REFERENCES

Again we find the field of literature treating the subject directly an exceedingly scant one. In forming a business partnership with his son the farmer should be guided by well-tried precedent. A letter of specific inquiry to one of the leading agricultural papers will most usually bring a helpful reply.

A First Lesson in Thrift. Horace Ellis. Psychological Clinic, March 15, 1910.

Industrial Education for Rural Communities. Annual Volume N.E.A., 1907, p. 412.

The Child’s Sense of the Value of Money. Dr. William E. Ashcroft. S.S. Times, July 24, 1909.

Psychology and Higher Life. William A. McKeever. Chapter XIV, “The Psychology of Work.” A. Flanagan Company, Chicago.

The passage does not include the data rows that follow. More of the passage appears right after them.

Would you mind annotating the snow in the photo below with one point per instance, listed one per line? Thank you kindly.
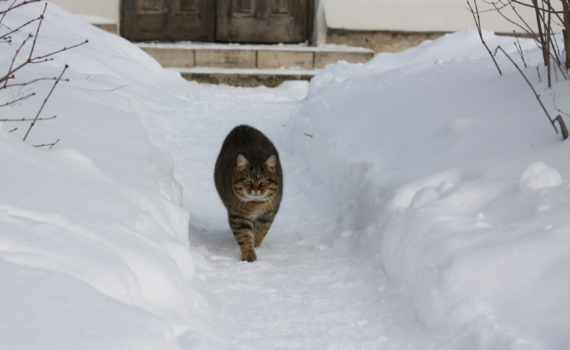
(425, 204)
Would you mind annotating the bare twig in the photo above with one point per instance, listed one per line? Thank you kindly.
(478, 24)
(47, 144)
(18, 29)
(33, 81)
(562, 127)
(45, 101)
(532, 88)
(554, 103)
(26, 120)
(117, 88)
(519, 48)
(18, 100)
(37, 33)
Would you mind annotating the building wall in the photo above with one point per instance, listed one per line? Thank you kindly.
(419, 16)
(108, 9)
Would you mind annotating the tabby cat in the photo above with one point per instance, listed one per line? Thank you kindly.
(249, 181)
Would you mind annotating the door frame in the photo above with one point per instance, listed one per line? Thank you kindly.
(310, 20)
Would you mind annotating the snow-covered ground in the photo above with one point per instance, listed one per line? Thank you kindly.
(426, 204)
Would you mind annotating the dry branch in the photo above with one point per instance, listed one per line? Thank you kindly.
(45, 101)
(531, 87)
(478, 23)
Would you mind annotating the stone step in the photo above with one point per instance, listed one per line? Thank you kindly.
(189, 55)
(244, 77)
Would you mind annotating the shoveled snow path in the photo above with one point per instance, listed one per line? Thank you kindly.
(310, 287)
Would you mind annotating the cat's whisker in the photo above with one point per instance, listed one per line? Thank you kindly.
(247, 177)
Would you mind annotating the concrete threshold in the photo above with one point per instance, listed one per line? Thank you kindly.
(250, 65)
(244, 77)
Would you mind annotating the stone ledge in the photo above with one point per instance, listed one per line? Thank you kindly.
(244, 80)
(260, 57)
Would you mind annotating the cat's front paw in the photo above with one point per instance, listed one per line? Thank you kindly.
(248, 255)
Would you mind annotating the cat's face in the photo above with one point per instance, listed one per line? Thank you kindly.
(255, 181)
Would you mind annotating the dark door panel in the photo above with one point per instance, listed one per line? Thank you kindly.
(168, 20)
(262, 21)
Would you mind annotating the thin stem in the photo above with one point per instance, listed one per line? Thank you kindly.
(478, 24)
(45, 101)
(532, 88)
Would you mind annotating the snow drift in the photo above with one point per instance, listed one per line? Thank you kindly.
(94, 247)
(458, 184)
(421, 176)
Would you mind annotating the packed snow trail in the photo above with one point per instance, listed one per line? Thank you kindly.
(309, 288)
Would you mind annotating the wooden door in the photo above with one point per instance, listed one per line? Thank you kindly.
(168, 20)
(263, 21)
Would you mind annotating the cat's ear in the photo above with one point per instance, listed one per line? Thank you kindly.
(270, 163)
(242, 162)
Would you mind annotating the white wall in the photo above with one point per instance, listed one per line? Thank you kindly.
(409, 15)
(108, 9)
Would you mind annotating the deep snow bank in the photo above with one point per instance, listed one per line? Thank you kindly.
(94, 247)
(457, 182)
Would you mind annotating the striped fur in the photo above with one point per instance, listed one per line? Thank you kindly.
(249, 180)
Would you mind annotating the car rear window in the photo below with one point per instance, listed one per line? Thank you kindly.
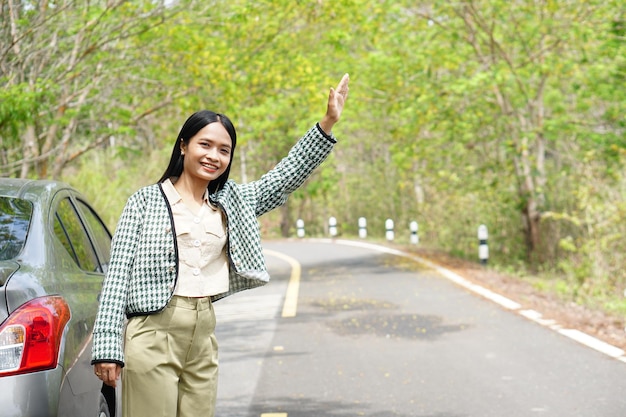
(15, 215)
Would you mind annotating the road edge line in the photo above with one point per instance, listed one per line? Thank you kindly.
(573, 334)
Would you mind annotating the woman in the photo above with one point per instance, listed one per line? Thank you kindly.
(180, 245)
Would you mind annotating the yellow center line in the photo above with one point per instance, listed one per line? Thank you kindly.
(291, 296)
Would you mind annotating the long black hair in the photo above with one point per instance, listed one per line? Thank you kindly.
(194, 123)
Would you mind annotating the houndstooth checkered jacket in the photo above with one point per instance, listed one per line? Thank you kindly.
(143, 268)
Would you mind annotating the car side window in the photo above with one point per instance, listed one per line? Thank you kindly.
(99, 232)
(70, 231)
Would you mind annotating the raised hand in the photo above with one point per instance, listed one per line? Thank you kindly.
(336, 100)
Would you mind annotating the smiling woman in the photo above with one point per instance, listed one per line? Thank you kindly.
(181, 244)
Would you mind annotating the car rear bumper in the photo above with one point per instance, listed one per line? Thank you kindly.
(33, 394)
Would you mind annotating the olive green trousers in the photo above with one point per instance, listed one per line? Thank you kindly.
(171, 361)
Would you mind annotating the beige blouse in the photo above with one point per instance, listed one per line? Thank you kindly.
(203, 267)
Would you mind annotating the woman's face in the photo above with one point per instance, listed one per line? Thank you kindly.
(207, 154)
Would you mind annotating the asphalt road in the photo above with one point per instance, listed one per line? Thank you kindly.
(374, 334)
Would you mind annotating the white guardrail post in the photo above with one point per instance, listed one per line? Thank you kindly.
(362, 227)
(414, 236)
(300, 227)
(332, 226)
(389, 230)
(483, 248)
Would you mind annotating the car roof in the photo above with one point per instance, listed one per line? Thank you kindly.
(29, 189)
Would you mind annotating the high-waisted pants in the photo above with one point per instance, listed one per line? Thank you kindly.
(171, 361)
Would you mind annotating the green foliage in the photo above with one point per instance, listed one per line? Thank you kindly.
(460, 114)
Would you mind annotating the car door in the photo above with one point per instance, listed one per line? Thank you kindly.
(84, 239)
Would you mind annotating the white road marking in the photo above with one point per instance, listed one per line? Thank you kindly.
(535, 316)
(254, 307)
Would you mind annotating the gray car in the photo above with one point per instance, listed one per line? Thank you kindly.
(54, 251)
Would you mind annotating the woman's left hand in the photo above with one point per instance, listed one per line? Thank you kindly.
(336, 100)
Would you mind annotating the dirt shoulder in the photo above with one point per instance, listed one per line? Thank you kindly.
(608, 328)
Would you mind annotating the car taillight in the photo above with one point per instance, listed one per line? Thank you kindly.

Industrial Education. Various Authors. (Pamphlet, 25 cents.) The Survey, N.Y.

Industrial Education. Kimball. No. 1, Educational Monograph Series, School of Education, Cornell University.


CHAPTER XV
BUSINESS TRAINING FOR THE COUNTRY GIRL

During a two-hour ride on a railway train the author had as a seat companion a sixty-year-old farmer and stock raiser, whose specialty was that of raising mules for the market. And what of definite information this good husbandman possessed about the long-eared beast of burden would fill a volume of considerable size. He knew just what time of year the mule should be foaled, when weaned, when broken to the halter and to work; how to feed and groom a mule in order to get the best physical growth; how to train the animal so as to develop all the latent good qualities and repress the bad ones.

After the natural life history of the faithful mule had been carefully reviewed by the rural companion the conversation was turned to the subject of girls. Had he a daughter? “Yes, twenty-two years old.” What did she know about money and the common affairs of business? “Business! Mighty little any woman knows about business,” said he. “We buy our girl what she needs and have put her through the town high school. I expect her to get married sometime. Her mother has taught her how to do housework.” Further than that the father seemed to know very little about his daughter, and he showed plainly that he did not consider this second topic of conversation half so interesting as the first one.

Is the country girl neglected?

Inquiry will prove that the foregoing case of parental ignorance and indifference about the daughter is all too common, especially the ignorance. It seems never to have occurred to many parents who have growing daughters that unless the young woman have a fair amount of knowledge of the value and use of money her future happiness and well-being and that of her family are in danger of becoming seriously jeopardized. It is a singular and yet lamentable fact that so many American parents,—parents too who are intensely desirous that their growing children have the best possible moral and religious teaching—that these same good parents fail to understand how one of the very foundation stones of efficient moral and religious life is constituted of a definite body of knowledge of common business affairs. They do not seem to realize that the young man or the young woman who knows from experience just how money is earned, and how it may be judiciously expended and profitably invested, is far on the way to a high plane of moral and religious living.